I find the crèche and the children’s society frightening. Some people I’ve talked to find the whole book frightening, but I don’t—only the children. They seem to exist in parallel to the society proper, and do not follow its rules. For example, it’s possible to discern a very definite hierarchy among the children; the adults would never permit this. And naming becomes important here too, because names allow the children to have stable identities in a way that adults don’t, and that allows a hierarchy to be established. The central tension in the book, for me, is between coming together and drawing apart: the adults are pushing to live entirely in community, to efface all the differences between themselves and become one thing, and so they’ve given up everything that might be theirs individually, including their names. But the children do things differently.
JB: I wonder if you could say a bit more about the language of the book. For me, the long, rolling sentences—always precise and often lofty in tone—recall scripture. Is there anything to that? Can you identify any major influences on your prose style?
BC: Other people have also said scripture, and I see where that comes from. I’ve actually read very little scripture, and when I think of scripture-like language I think of The Grapes of Wrath; I had to read it in high school, and I recall my teacher repeatedly saying, “the rhythms of the King James Bible.” I have a very low opinion of The Grapes of Wrath. On the other hand, I read P. G. Wodehouse a lot—probably more often than I read any other writer. And there’s a certain way that scripture and Shakespeare and other Western-canon texts come into Wodehouse sometimes, where they’ll be reasonably apt but also somehow alienated. “I retired to an arm-chair and put my feet up, sipping the mixture with carefree enjoyment, rather like Caesar having one in his tent the day he overcame the Nervii” (from Right Ho, Jeeves).
But I think of the language of The Fixed Stars primarily as a language of circumlocution, a way to be simultaneously precise and obscure. In that sense it owes a lot to the language of mathematics. If you’ve taken a calculus class you probably learned about “limits.” The concept of a limit is pretty simple, and can be explained clearly in a few minutes with a piece of paper and a pencil; but the formal definition of a limit is much more difficult, so that once you see it you have to think about it for a long time to figure out what it means, and then for an even longer time to convince yourself that it actually corresponds to the simple intuitive notion that was so easy to understand with the help of the paper and the pencil. And there are many other mathematical concepts that suffer this same schism between concept and definition. It’s not unusual, in a math textbook, to come across some statement like “We’re going to introduce a new concept now, but its definition is so esoteric that we’re first going to spend several chapters describing the concept and even developing theorems based on it, and only then give the formal definition”—a definition, the book does not state but everyone knows, that you may not really understand until you have used the concept every day for twenty years. But the definition is of course formulated to be perfectly precise, so one arrives at the conclusion that precision is sometimes at odds with clarity.
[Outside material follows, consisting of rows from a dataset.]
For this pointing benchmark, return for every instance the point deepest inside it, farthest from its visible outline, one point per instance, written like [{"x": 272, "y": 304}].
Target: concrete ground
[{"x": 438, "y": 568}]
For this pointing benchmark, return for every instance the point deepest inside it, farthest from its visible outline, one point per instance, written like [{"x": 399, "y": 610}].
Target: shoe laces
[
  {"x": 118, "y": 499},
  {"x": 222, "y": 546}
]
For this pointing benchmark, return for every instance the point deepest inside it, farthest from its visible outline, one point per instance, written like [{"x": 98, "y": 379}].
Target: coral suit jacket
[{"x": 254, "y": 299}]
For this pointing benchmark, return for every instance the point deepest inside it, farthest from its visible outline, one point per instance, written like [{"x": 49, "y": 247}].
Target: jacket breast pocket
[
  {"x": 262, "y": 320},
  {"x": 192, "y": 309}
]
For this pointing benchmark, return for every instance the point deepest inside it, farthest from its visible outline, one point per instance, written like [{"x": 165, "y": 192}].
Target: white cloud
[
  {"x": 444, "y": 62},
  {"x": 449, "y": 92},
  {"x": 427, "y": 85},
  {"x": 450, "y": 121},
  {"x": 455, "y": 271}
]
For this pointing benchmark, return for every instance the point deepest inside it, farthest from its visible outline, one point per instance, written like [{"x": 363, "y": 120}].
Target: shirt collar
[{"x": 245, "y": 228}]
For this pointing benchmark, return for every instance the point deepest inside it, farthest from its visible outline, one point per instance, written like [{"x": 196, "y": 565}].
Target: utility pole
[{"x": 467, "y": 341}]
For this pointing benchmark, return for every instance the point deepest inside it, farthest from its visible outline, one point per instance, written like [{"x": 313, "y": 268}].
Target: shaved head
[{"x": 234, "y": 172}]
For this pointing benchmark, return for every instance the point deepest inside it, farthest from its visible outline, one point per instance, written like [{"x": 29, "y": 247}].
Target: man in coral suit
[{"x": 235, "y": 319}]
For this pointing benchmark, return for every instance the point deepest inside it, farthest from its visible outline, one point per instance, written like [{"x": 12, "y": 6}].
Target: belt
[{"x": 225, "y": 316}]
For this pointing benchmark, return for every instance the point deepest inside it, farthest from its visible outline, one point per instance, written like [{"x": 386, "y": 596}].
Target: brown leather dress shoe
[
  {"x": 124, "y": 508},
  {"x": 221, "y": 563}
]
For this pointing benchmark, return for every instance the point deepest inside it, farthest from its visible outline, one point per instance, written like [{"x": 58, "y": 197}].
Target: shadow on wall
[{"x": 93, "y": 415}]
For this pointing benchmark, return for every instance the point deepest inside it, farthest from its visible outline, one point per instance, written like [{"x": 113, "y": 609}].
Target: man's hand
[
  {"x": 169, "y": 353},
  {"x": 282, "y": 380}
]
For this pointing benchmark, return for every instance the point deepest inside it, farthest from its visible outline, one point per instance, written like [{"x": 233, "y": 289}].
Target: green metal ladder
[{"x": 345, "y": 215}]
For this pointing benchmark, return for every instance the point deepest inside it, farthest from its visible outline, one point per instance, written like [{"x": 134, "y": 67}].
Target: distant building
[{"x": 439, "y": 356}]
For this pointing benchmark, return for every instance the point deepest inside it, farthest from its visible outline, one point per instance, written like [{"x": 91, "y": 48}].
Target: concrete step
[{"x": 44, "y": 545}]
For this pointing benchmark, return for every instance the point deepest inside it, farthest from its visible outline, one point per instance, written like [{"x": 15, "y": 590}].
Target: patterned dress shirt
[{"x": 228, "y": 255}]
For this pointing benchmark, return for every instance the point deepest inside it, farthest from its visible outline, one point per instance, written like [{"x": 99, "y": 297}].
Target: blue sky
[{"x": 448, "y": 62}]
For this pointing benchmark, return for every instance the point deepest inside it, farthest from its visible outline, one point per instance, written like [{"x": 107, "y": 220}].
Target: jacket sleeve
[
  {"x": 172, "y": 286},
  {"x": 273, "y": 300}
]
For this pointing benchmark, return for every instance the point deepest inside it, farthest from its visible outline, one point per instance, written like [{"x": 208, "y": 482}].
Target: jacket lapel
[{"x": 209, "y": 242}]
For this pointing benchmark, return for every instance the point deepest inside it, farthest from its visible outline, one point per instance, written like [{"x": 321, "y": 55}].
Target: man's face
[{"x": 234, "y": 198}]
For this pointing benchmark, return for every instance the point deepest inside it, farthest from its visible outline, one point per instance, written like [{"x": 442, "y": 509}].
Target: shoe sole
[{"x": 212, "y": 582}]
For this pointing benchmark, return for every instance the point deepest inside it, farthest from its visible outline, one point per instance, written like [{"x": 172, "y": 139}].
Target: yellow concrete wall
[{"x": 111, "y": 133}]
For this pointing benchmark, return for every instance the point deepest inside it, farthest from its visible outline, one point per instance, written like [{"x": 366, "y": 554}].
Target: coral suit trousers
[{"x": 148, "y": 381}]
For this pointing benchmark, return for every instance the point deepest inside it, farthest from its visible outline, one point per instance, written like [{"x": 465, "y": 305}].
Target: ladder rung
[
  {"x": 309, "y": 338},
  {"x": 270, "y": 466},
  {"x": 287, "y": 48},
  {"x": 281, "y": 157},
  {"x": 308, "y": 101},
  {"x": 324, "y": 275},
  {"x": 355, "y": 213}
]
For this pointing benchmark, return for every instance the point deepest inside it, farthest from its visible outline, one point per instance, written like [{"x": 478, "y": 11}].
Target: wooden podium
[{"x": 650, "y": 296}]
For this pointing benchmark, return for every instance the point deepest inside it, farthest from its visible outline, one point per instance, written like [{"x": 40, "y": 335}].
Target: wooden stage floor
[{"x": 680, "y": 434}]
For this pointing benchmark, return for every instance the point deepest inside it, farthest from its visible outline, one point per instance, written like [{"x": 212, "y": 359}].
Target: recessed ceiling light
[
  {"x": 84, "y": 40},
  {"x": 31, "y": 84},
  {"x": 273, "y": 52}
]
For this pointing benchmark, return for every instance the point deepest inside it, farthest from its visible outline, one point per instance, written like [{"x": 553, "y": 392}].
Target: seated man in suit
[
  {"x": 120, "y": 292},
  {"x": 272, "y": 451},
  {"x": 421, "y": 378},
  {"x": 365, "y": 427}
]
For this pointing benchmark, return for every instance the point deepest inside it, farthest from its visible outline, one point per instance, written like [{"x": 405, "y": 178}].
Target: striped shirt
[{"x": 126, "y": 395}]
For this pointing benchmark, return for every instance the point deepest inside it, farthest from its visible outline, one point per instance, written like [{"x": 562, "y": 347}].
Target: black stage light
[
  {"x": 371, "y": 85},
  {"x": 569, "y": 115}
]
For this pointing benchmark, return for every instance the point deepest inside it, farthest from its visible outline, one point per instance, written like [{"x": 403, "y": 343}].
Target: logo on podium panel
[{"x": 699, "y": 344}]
Here’s an example from Euclid:
If a straight line be bisected and a straight line be added to it in a straight line, the rectangle contained by the whole with the added straight line and the added straight line together with the square on the half is equal to the square on the straight line made up of the half and the added straight line.
Right? Well, maybe it’s clearer in Greek. But the real issue is that he’s trying to express in natural language an idea that is not native to natural language; the theorem above gets much easier to understand if you draw a picture, and easier still if you reduce it to algebra. To me, part of the job of fiction is to express things that are real but that somehow fall in the shadows or interstices of everyday language, so that we don’t quite know how to think about them; in The Fixed Stars I attempt to draw explicit attention to those shadows or interstices, to use a language that is precise and expressive but that nevertheless leaves us in the dark about the things that are most important.
As for other specific language influences, I should mention Italo Calvino’s Cosmicomics, one of my favorite books and one that was often in my mind as I was writing. Beckett, of course. Grimm’s Fairy Tales, and other oral literature that has been translated awkwardly into written literature. Plus many writers whose influence is mainly restricted to one section; for example, I owe Section 3.6 to Marie Redonnet, 3.2 to Elaine Kraf.
JB: I’m glad you brought up mathematics, because I wanted to ask about your background in that field, and whether it influenced the structure of the book, which seems to have a carefully considered architecture to it. There is also some imagery, much of it having to do with physical structures (the bathhouse, a crescent-shaped building), that suggests a kind of mathematical logic. Did you sketch out any of these structures? There’s such care put into the descriptions, I was sometimes left with the impression of maps and blueprints.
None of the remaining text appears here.